C++ – How to use arrays in C++

arrayscc++-faqmultidimensional-arraypointers

C++ inherited arrays from C where they are used virtually everywhere. C++ provides abstractions that are easier to use and less error-prone (std::vector<T> since C++98 and std::array<T, n> since C++11), so the need for arrays does not arise quite as often as it does in C. However, when you read legacy code or interact with a library written in C, you should have a firm grasp on how arrays work.

This FAQ is split into five parts:

If you feel something important is missing in this FAQ, write an answer and link it here as an additional part.

In the following text, "array" means "C array", not the class template std::array. Basic knowledge of the C declarator syntax is assumed. Note that the manual usage of new and delete as demonstrated below is extremely dangerous in the face of exceptions, but that is the topic of another FAQ.

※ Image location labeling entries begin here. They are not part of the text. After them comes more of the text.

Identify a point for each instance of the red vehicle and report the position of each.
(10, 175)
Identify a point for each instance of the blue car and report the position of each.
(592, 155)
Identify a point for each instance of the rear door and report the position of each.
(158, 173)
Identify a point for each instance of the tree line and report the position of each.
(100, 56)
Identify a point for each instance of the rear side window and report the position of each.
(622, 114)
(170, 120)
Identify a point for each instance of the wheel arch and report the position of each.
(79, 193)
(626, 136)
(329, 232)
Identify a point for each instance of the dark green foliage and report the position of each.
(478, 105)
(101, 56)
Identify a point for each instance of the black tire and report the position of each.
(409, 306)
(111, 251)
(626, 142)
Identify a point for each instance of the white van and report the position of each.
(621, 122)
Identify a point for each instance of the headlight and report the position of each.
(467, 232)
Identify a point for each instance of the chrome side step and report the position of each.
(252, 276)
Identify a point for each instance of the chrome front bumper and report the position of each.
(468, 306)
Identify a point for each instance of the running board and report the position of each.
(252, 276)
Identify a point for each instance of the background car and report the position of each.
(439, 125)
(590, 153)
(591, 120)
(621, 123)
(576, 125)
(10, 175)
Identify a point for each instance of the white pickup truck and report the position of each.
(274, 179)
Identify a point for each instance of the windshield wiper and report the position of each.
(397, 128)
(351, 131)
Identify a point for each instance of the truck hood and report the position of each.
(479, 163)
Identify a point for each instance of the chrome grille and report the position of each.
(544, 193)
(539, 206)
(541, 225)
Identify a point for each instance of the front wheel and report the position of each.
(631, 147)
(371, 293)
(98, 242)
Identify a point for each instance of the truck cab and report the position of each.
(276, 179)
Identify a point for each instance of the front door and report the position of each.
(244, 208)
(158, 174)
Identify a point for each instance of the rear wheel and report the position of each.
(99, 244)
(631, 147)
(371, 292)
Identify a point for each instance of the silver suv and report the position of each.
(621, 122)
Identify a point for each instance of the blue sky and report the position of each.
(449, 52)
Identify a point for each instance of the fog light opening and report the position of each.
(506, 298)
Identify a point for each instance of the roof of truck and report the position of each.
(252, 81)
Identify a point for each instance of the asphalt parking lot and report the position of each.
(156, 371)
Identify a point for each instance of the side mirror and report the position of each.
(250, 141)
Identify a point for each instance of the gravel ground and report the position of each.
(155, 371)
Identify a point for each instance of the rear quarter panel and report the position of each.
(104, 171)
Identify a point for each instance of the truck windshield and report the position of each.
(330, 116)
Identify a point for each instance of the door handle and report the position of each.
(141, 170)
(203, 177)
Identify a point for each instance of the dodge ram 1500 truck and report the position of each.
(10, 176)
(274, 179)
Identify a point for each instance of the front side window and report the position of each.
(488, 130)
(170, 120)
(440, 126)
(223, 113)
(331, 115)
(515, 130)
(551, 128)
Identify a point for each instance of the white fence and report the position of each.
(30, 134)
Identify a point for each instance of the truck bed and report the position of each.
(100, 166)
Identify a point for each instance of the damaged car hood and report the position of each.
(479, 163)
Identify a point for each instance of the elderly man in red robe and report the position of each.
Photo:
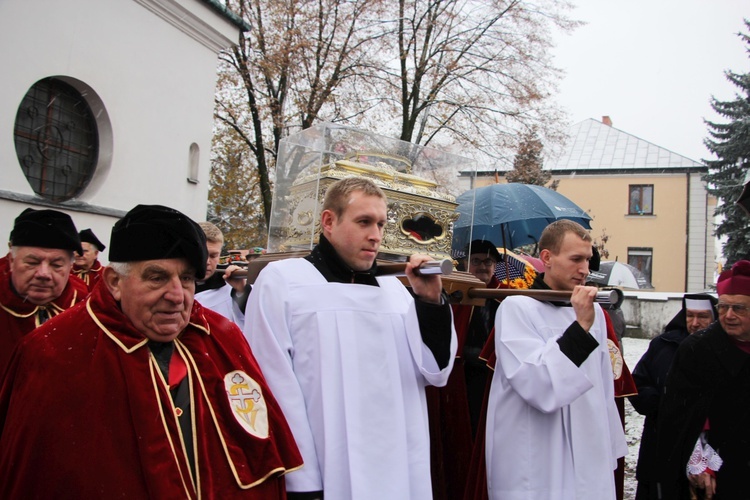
(87, 265)
(140, 392)
(35, 281)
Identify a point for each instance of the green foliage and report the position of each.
(730, 143)
(234, 192)
(528, 163)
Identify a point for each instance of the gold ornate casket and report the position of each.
(419, 182)
(420, 216)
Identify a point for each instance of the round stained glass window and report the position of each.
(56, 139)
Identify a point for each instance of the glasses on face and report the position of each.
(483, 262)
(737, 309)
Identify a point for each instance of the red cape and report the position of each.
(90, 277)
(86, 413)
(18, 317)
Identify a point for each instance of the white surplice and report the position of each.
(348, 366)
(220, 300)
(553, 430)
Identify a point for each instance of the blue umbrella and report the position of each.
(512, 214)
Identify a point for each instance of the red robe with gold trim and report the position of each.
(18, 317)
(86, 413)
(90, 277)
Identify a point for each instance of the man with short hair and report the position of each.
(35, 281)
(704, 416)
(219, 290)
(553, 430)
(140, 392)
(650, 374)
(349, 353)
(87, 266)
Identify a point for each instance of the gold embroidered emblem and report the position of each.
(615, 357)
(247, 402)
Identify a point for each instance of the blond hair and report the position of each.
(339, 192)
(553, 234)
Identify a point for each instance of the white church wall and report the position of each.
(148, 71)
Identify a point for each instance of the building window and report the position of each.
(193, 159)
(56, 140)
(641, 259)
(641, 199)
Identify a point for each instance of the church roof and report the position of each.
(594, 145)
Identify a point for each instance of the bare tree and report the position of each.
(465, 74)
(286, 69)
(476, 72)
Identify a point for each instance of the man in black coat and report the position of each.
(704, 417)
(697, 313)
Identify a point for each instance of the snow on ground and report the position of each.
(633, 349)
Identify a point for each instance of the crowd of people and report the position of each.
(160, 375)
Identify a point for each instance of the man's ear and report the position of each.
(327, 218)
(113, 281)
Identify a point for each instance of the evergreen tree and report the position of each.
(730, 143)
(527, 165)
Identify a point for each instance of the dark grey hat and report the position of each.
(150, 232)
(45, 229)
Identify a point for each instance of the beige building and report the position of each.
(650, 203)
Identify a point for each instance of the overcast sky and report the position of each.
(652, 66)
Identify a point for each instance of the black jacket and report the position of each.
(709, 379)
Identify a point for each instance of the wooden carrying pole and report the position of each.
(462, 287)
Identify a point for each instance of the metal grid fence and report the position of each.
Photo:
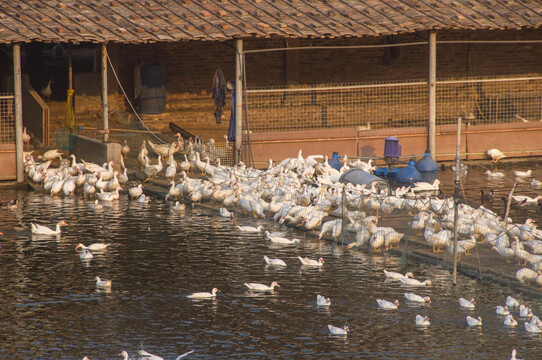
(7, 119)
(385, 105)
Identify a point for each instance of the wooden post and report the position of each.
(456, 198)
(432, 92)
(105, 109)
(238, 98)
(18, 94)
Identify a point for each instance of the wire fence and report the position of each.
(393, 104)
(7, 119)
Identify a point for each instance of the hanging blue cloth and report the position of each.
(231, 128)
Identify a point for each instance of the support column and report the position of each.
(105, 107)
(18, 93)
(238, 98)
(432, 92)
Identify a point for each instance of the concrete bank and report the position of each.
(484, 264)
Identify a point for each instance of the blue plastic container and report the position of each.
(408, 174)
(391, 147)
(334, 161)
(426, 163)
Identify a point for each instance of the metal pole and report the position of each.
(238, 98)
(105, 109)
(432, 92)
(456, 198)
(18, 93)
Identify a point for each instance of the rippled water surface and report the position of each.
(50, 308)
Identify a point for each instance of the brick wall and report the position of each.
(190, 66)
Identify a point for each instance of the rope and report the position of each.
(129, 102)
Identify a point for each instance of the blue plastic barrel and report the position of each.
(152, 98)
(426, 163)
(408, 174)
(334, 161)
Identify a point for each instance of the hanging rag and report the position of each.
(231, 128)
(219, 94)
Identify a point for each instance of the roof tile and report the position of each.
(140, 21)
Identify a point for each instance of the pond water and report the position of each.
(50, 308)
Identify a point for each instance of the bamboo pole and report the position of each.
(432, 92)
(105, 107)
(238, 99)
(18, 94)
(456, 198)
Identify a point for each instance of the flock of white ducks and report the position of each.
(303, 193)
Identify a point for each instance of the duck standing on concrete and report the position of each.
(495, 154)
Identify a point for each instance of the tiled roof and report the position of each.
(140, 21)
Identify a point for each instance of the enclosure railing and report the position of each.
(394, 104)
(7, 119)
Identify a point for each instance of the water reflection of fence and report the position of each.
(385, 105)
(7, 119)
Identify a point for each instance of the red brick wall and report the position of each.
(190, 67)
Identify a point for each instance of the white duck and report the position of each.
(86, 255)
(226, 213)
(179, 207)
(532, 328)
(125, 148)
(522, 174)
(424, 186)
(152, 170)
(511, 302)
(109, 196)
(524, 311)
(422, 320)
(467, 304)
(502, 310)
(93, 247)
(173, 191)
(261, 287)
(44, 230)
(494, 174)
(388, 305)
(145, 355)
(311, 262)
(203, 295)
(144, 199)
(251, 229)
(396, 276)
(417, 298)
(536, 184)
(474, 322)
(510, 321)
(88, 190)
(135, 191)
(102, 284)
(322, 301)
(334, 330)
(51, 154)
(274, 262)
(525, 275)
(495, 154)
(414, 282)
(97, 206)
(280, 239)
(26, 137)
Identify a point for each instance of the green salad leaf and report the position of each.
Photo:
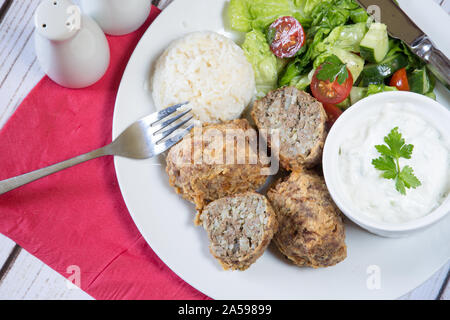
(264, 62)
(346, 37)
(246, 15)
(359, 15)
(240, 19)
(332, 28)
(378, 88)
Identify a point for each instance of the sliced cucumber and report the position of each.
(344, 105)
(375, 44)
(354, 62)
(377, 73)
(419, 81)
(357, 94)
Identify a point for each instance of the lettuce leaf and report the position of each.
(264, 62)
(246, 15)
(378, 88)
(240, 19)
(346, 37)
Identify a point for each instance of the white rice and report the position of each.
(210, 71)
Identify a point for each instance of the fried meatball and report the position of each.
(311, 231)
(208, 165)
(239, 229)
(301, 121)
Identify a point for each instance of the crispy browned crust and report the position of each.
(301, 121)
(197, 177)
(269, 226)
(311, 231)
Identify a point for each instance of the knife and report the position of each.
(401, 27)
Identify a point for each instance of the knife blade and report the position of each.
(400, 26)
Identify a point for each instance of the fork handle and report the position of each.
(13, 183)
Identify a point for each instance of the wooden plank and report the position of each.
(30, 279)
(445, 293)
(445, 4)
(6, 247)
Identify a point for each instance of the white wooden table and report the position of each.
(22, 276)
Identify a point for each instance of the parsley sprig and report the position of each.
(394, 149)
(333, 69)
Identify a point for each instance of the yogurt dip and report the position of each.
(377, 197)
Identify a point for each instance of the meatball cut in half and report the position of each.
(301, 123)
(311, 231)
(215, 161)
(239, 229)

(Note: This is meant to be an entry to Stack Overflow's C++ FAQ. If you want to critique the idea of providing an FAQ in this form, then the posting on meta that started all this would be the place to do that. Answers to that question are monitored in the C++ chatroom, where the FAQ idea started out in the first place, so your answer is very likely to get read by those who came up with the idea.)

Best Answer

Arrays on the type level

An array type is denoted as T[n] where T is the element type and n is a positive size, the number of elements in the array. The array type is a product type of the element type and the size. If one or both of those ingredients differ, you get a distinct type:

#include <type_traits>

static_assert(!std::is_same<int[8], float[8]>::value, "distinct element type");
static_assert(!std::is_same<int[8],   int[9]>::value, "distinct size");

Note that the size is part of the type, that is, array types of different size are incompatible types that have absolutely nothing to do with each other. sizeof(T[n]) is equivalent to n * sizeof(T).

Array-to-pointer decay

The only "connection" between T[n] and T[m] is that both types can implicitly be converted to T*, and the result of this conversion is a pointer to the first element of the array. That is, anywhere a T* is required, you can provide a T[n], and the compiler will silently provide that pointer:

                  +---+---+---+---+---+---+---+---+
the_actual_array: |   |   |   |   |   |   |   |   |   int[8]
                  +---+---+---+---+---+---+---+---+
                    ^
                    |
                    |
                    |
                    |  pointer_to_the_first_element   int*

This conversion is known as "array-to-pointer decay", and it is a major source of confusion. The size of the array is lost in this process, since it is no longer part of the type (T*). Pro: Forgetting the size of an array on the type level allows a pointer to point to the first element of an array of any size. Con: Given a pointer to the first (or any other) element of an array, there is no way to detect how large that array is or where exactly the pointer points to relative to the bounds of the array. Pointers are extremely stupid.

Arrays are not pointers

The compiler will silently generate a pointer to the first element of an array whenever it is deemed useful, that is, whenever an operation would fail on an array but succeed on a pointer. This conversion from array to pointer is trivial, since the resulting pointer value is simply the address of the array. Note that the pointer is not stored as part of the array itself (or anywhere else in memory). An array is not a pointer.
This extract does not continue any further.